Part of my job as a marketing professional in a major metropolitan public library is to conduct signage evaluations and to make changes or improvements to the signs in our 41 locations. As a customer, I know how helpful the right kind of signage can be, and my perspective as a customer helps me to understand the importance of the task. But to be honest, it’s probably one of my least favorite job requirements. That’s because I’ve found that signs seem like a simple thing but are, in truth, very complicated. My coworkers and my cardholders have passionate feelings about them.
Good signage serves as a silent employee to draw cardholders to your location, direct traffic inside your building, and answer basic customer questions. Signs can actually be a part of your library’s overall strategy and should certainly be worked into your marketing strategy each year. Ask yourself: What are your library’s overall goals, and how can signs help to meet those goals?

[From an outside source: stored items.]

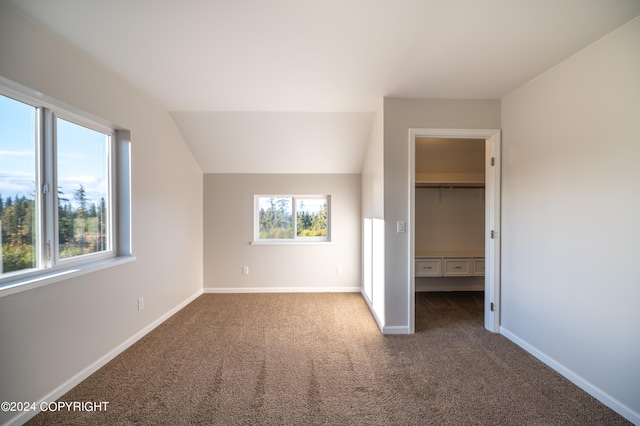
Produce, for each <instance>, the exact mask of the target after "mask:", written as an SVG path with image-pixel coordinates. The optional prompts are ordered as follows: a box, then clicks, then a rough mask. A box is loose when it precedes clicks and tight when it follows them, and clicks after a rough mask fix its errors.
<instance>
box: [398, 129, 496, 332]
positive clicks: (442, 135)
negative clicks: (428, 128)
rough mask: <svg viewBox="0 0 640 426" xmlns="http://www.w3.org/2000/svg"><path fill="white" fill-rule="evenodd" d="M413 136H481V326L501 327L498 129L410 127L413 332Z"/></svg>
mask: <svg viewBox="0 0 640 426" xmlns="http://www.w3.org/2000/svg"><path fill="white" fill-rule="evenodd" d="M416 138H443V139H484V140H485V141H486V143H485V276H484V290H485V297H484V326H485V328H486V329H487V330H489V331H492V332H494V333H498V332H499V331H500V310H499V308H500V182H501V181H500V168H501V166H500V164H501V163H500V130H499V129H409V223H408V224H407V231H408V233H409V265H408V269H409V300H408V303H409V309H408V312H409V324H410V333H414V332H415V289H416V281H415V186H416V185H415V184H416V173H415V172H416V170H415V169H416Z"/></svg>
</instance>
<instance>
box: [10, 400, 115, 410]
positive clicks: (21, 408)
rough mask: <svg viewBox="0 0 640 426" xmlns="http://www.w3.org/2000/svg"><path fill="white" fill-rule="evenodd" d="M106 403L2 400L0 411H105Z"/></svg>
mask: <svg viewBox="0 0 640 426" xmlns="http://www.w3.org/2000/svg"><path fill="white" fill-rule="evenodd" d="M108 405H109V402H108V401H54V402H45V401H43V402H40V403H37V402H26V401H25V402H23V401H17V402H16V401H4V402H1V403H0V411H5V412H7V411H10V412H22V411H107V406H108Z"/></svg>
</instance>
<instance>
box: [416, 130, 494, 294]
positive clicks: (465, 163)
mask: <svg viewBox="0 0 640 426" xmlns="http://www.w3.org/2000/svg"><path fill="white" fill-rule="evenodd" d="M484 163H485V141H484V140H476V139H424V140H422V139H418V140H416V176H415V181H416V186H415V228H416V229H415V276H416V289H422V290H427V291H428V290H429V289H430V286H431V289H435V290H443V289H450V290H457V289H462V290H465V289H470V288H472V287H473V288H474V289H478V288H483V285H484V284H483V277H484V259H485V257H484V235H485V232H484V226H485V220H484V215H485V199H484V196H485V193H484V184H485V183H484V177H485V173H484Z"/></svg>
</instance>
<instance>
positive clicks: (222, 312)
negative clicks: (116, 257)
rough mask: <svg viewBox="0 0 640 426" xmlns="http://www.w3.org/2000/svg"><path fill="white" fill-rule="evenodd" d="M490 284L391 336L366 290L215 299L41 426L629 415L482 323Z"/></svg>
mask: <svg viewBox="0 0 640 426" xmlns="http://www.w3.org/2000/svg"><path fill="white" fill-rule="evenodd" d="M482 305H483V301H482V293H419V294H417V296H416V317H417V318H416V330H417V332H416V334H415V335H411V336H384V335H381V334H380V332H379V330H378V329H377V327H376V324H375V323H374V320H373V319H372V317H371V315H370V313H369V311H368V309H367V307H366V304H365V303H364V301H363V300H362V297H361V296H360V295H359V294H354V293H347V294H326V293H323V294H205V295H203V296H201V297H199V298H198V299H196V300H195V301H194V302H193V303H191V304H190V305H188V306H187V307H186V308H184V309H183V310H182V311H180V312H179V313H177V314H176V315H174V316H173V317H171V318H170V319H168V320H167V321H166V322H165V323H163V324H162V325H160V326H159V327H158V328H156V329H155V330H154V331H152V332H151V333H149V334H148V335H147V336H145V337H144V338H143V339H141V340H140V341H139V342H137V343H136V344H134V345H133V346H131V347H130V348H129V349H127V350H126V351H125V352H123V353H122V354H121V355H120V356H118V357H117V358H115V359H114V360H113V361H111V362H110V363H109V364H107V365H106V366H104V367H103V368H102V369H100V370H99V371H97V372H96V373H95V374H93V375H92V376H91V377H89V378H88V379H86V380H85V381H84V382H82V383H81V384H80V385H78V386H77V387H76V388H74V389H72V390H71V391H70V392H69V393H67V394H66V395H64V396H63V398H61V400H64V401H108V402H109V405H108V409H107V411H106V412H69V411H60V412H55V413H50V412H47V413H40V414H38V415H37V416H36V417H35V418H33V419H32V420H31V422H30V423H29V424H32V425H50V424H78V425H91V424H101V425H127V424H144V425H147V424H148V425H152V424H166V425H188V424H207V425H319V424H326V425H431V424H433V425H473V424H479V425H615V424H629V423H628V422H627V421H626V420H625V419H623V418H622V417H620V416H619V415H617V414H616V413H614V412H613V411H612V410H610V409H609V408H607V407H605V406H603V405H602V404H600V403H599V402H598V401H596V400H595V399H594V398H592V397H591V396H589V395H588V394H586V393H585V392H584V391H582V390H580V389H579V388H577V387H576V386H574V385H573V384H571V383H570V382H568V381H567V380H566V379H564V378H563V377H561V376H559V375H558V374H556V373H555V372H554V371H552V370H551V369H549V368H548V367H546V366H545V365H543V364H542V363H541V362H539V361H538V360H536V359H535V358H533V357H532V356H530V355H529V354H527V353H526V352H524V351H523V350H522V349H520V348H519V347H517V346H516V345H514V344H513V343H511V342H510V341H508V340H507V339H506V338H504V337H503V336H500V335H496V334H492V333H489V332H488V331H486V330H485V329H484V328H483V327H482V316H483V313H482Z"/></svg>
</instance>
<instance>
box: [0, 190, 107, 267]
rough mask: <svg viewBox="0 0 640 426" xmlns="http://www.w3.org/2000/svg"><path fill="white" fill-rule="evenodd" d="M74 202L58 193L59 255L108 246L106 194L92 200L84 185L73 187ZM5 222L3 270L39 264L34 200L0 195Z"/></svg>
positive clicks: (32, 199)
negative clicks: (86, 194)
mask: <svg viewBox="0 0 640 426" xmlns="http://www.w3.org/2000/svg"><path fill="white" fill-rule="evenodd" d="M73 196H74V200H75V205H72V203H71V201H70V200H69V199H67V198H64V194H63V193H61V192H59V193H58V241H59V246H60V254H59V256H60V258H61V259H65V258H69V257H73V256H79V255H82V254H89V253H94V252H99V251H103V250H105V249H106V247H107V214H106V213H107V208H106V202H105V200H104V198H102V199H101V200H100V202H99V203H98V204H96V203H91V204H89V200H88V199H87V197H86V191H85V189H84V187H83V186H82V185H80V187H79V188H78V189H76V190H74V195H73ZM0 221H1V224H2V233H1V238H2V239H1V241H2V272H5V273H6V272H12V271H19V270H22V269H29V268H34V267H35V266H36V211H35V201H34V200H33V199H30V198H27V197H26V196H24V195H22V196H16V197H14V198H13V199H12V198H11V197H9V198H6V199H3V198H2V195H0Z"/></svg>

The task of tackling your library’s signage is much easier when you have brand specifications documented. The color, size, and language should be consistent throughout the building and multiple locations. Once you have that document created and have decided how signage will help you to execute your library’s goals, here are five tips to keep in mind as you work on signage for each building.
Tip #1: Less is more. Too many signs in a branch, particularly in a small location, can create clutter and can actually cause confusion. And too much signage can actually annoy your cardholders, particularly if most of your signs are bombarding them with marketing messages. Just as white space works to create breadth and depth for a website or a graphic, well-spaced signage in a branch creates flow. About 75 percent of the signs in your library locations should be wayfaring only–directing cardholders to important service points in the building. The other 25 percent can be selective marketing–promoting services and items that are of interest to your cardholders or that might be of interest to them, based on their patterns of checkout.
Tip #2: Match the signage display to the user of each physical space. Make sure that in your children’s area, the signs, shelves, and computers are all lowered to be a child’s level. Create larger signs for the section that holds your large print items. Place teen signs where the teens hang out, like near charging stations or computers. Use a combination of large and small signs to blend with the space requirements in your library and to keep your signage from becoming monotonous, without being overpowering. Use a bold font and keep colors and designs simple.
Tip #3: Your library materials make the best displays. Use them instead of signs. Think about how your local bookstore will display books. They often turn them front-facing. Why? Book covers are a visual cue and publishers spend thousands of dollars creating beautiful and eye-catching covers. Use these designs to create a visually pleasing display instead of a sign. A good display will not even need a sign–it should be obvious to the cardholder what you are trying to market to them.
Tip #4: Use customer-friendly, positive language. Cardholders prefer conversational language in all our marketing, so it makes sense to incorporate that into your signage. Some examples are:
Replace self-check or circulation with checkout.
Replace reference with information.
Replace periodicals with magazines.
Replace juvenile with children’s and teens.
I know this is controversial but I’m saying it anyway. Drop the Dewey decimal system from your end panels and arrange your fiction and nonfiction items alphabetically. And incorporate positive language into your signs. Don’t tell customers what they can’t do. Rather, tell them what they can do or how they can enjoy a particular space or item in the collection.
Tip #5: Don’t forget the signs on the outside of your building. Your main sign should say LIBRARY in large letters. Save the actual name of the building, particularly if it’s a long name, for smaller letters by the door. Make sure your open and close times are large and clear and in an easy to spot location. The same goes for the signage for any outdoor services like book drops or drive-thru windows. Make sure the signs are as large as is allowed by your local government.
Bonus tips: Don’t rely on signs to convey everything you want to tell the customer. Hire staff who are willing to speak with customers and show customers where items are located with patience and kindness. And set a schedule for re-evaluating and refreshing your signage–once a year, if you can handle it.